Although insignificant amounts of immunoglobulins are synthesised in the liver, immunological abnormalities often accompany liver disease and are useful diagnostic markers. These abnormalities include the appearance in the patient’s blood of auto-antibodies to normal tissue antigens. The antibodies are not responsible for the tissue damage in the liver diseases with which they are associated. Examples include:

anti-mitochondrial antibodies in primary biliary cirrhosis
antinuclear antibodies and anti-smooth muscle antibodies in autoimmune hepatitis.

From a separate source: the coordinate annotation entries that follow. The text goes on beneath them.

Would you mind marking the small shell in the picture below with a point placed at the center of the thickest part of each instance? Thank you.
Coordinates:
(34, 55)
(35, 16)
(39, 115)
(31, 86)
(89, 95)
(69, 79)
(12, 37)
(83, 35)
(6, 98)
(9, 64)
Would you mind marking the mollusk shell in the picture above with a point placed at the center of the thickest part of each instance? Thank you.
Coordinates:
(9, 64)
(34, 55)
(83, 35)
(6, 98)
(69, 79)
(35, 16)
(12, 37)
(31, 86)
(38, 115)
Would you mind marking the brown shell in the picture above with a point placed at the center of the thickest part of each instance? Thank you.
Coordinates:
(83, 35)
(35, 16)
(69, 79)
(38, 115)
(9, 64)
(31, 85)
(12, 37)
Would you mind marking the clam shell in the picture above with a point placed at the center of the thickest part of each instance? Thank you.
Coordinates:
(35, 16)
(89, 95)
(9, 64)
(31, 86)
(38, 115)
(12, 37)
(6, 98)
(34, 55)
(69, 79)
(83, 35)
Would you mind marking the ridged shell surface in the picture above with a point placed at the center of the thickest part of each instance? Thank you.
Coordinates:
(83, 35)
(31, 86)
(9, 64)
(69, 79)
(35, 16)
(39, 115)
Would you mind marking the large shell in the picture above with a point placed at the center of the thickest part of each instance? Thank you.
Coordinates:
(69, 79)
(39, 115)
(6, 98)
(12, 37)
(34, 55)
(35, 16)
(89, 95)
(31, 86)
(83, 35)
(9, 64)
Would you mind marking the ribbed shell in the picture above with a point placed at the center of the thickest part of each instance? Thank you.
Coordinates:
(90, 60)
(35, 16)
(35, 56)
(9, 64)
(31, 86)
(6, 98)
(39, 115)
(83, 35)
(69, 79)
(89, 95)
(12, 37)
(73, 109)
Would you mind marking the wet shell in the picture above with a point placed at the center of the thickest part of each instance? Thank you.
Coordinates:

Polyclonal immunoglobulin elevations also occur:

raised IgG in autoimmune hepatitis
raised IgM in primary biliary cirrhosis
raised IgA in alcoholic cirrhosis.

Antibodies to hepatitis viruses are, in some instances (e.g. hepatitis A), clinically useful markers of these infections. Viral antigens or nucleic acids can also be tested for.

Imaging

Techniques used to visualise the liver and detect lesions within it include:

ultrasonography
cholangiography (often together with pancreatography), to visualise the biliary system
scintigraphy after the injection of 99mTc-labelled colloids, which are taken up by the phagocytic Kupffer cells
computed tomography (CT)
magnetic resonance imaging (MRI).

Biopsy

The two common types of liver biopsy are:

wedge biopsies, taken during an abdominal operation
needle biopsies, which are much more frequent and are done percutaneously.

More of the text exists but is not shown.